The clinical experience just reviewed outlines the difficulties of treating patients with established T1D. The preventive effect of infections on the progression of β cell aggression, which represents the basis of the hygiene hypothesis, applies to the early phases of the natural history of the disease [31]. It is thus logical to postulate that intervention aimed at ‘reprogramming’ the β cell-specific autoimmune response, as did infections in
the past, might represent a simple and robust way to prevent T1D, inasmuch as the treatment proposed is totally safe (because by definition it will concern Cobimetinib molecular weight very young and still ‘healthy’ subjects). The search for such treatments is strictly dependent upon a better understanding of the immune mechanisms underlying the hygiene hypothesis. Subsets of helper CD4+ T lymphocytes could be identified https://www.selleckchem.com/products/epacadostat-incb024360.html on the basis of the array of cytokines they produced. T helper type 1 (Th1) CD4+ T cells produce preferentially interleukin (IL)-2 and interferon (IFN)-γ that essentially support T cell growth, macrophage activation and cell-mediated immunity. Th2 cells produce IL-4, IL-6, IL-10 and IL-13, which contribute to antibody production. More recently described Th17 cells are a major source of IL-17 and IL-21.

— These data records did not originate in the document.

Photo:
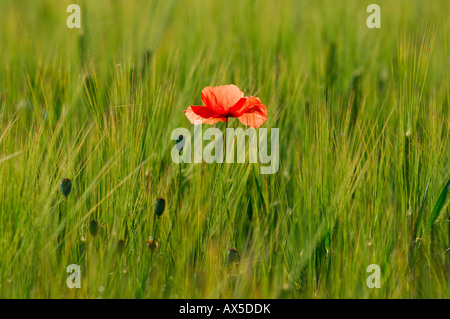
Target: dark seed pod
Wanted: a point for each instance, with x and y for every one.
(180, 143)
(160, 204)
(232, 256)
(66, 186)
(199, 280)
(120, 246)
(93, 227)
(152, 244)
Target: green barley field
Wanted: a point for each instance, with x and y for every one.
(364, 150)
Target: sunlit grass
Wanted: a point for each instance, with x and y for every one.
(364, 131)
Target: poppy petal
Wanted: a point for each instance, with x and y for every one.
(202, 115)
(253, 113)
(221, 98)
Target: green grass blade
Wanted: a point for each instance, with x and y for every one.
(437, 207)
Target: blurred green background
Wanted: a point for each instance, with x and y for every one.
(364, 129)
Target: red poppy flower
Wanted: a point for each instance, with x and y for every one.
(226, 101)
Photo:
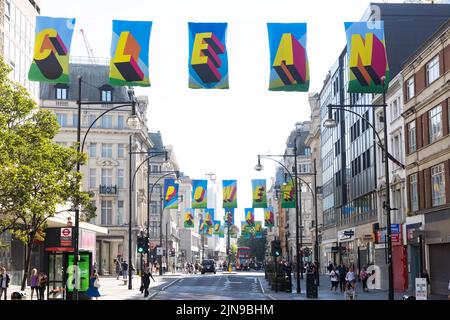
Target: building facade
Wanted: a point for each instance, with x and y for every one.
(427, 144)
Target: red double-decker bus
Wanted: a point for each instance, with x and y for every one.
(243, 258)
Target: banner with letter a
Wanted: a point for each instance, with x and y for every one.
(129, 53)
(259, 193)
(367, 58)
(189, 218)
(229, 189)
(269, 217)
(170, 194)
(199, 194)
(289, 66)
(208, 57)
(53, 37)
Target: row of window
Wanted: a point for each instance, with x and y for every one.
(62, 92)
(431, 75)
(437, 188)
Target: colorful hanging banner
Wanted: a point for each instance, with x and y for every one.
(209, 216)
(208, 57)
(249, 216)
(189, 218)
(259, 193)
(229, 216)
(199, 194)
(269, 217)
(287, 195)
(216, 227)
(53, 37)
(367, 59)
(289, 66)
(258, 229)
(229, 188)
(129, 53)
(170, 194)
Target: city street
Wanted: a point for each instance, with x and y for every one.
(240, 286)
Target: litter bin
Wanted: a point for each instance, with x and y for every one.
(311, 285)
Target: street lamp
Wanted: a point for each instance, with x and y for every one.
(331, 123)
(131, 121)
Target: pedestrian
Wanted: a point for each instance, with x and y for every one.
(34, 283)
(4, 282)
(146, 280)
(342, 272)
(125, 270)
(363, 276)
(334, 277)
(94, 284)
(43, 280)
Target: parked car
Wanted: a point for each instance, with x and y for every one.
(208, 265)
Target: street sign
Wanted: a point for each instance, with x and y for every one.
(421, 289)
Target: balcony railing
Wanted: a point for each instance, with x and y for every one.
(108, 189)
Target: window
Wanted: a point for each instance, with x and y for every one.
(62, 119)
(120, 122)
(106, 177)
(437, 185)
(433, 70)
(107, 121)
(412, 136)
(410, 88)
(435, 123)
(121, 151)
(120, 213)
(92, 150)
(106, 212)
(106, 95)
(61, 93)
(92, 178)
(120, 178)
(106, 150)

The development of most autoimmune diseases involves cell co-operation processes with Th1 and Th17 CD4+ cells, whereas the development of allergic diseases requires IL-4 and IL-5 produced by Th2 cells. Based on initial reports pointing to the reciprocal down-regulation of Th1 and Th2 cells, Florfenicol some authors have suggested that in developed countries the lack of microbial burden in early childhood, which normally favours strong Th1-biased immunity, redirects the immune response towards a Th2 phenotype
and therefore predisposes the host to allergic disorders. The problem with such an explanation was, however, that Th1 responses in the case of autoimmunity are not protective but pathogenic. These observations would fit with the concept of a common mechanism underlying infection-mediated protection against autoimmunity and allergy. Specialized subsets of T lymphocytes defined generally as regulatory T cells will be suitable candidates, as there is compelling data to show that they are highly effective in controlling both Th1- and Th2-mediated responses. A second mechanism with relevance to the influence of infection on allergy and autoimmunity is antigenic competition, in which the immune response to an antigen is decreased by a concomitant immune response against an unrelated antigen. The competition is maximal when the unrelated antigen is administered a few days after the administration of the first antigen.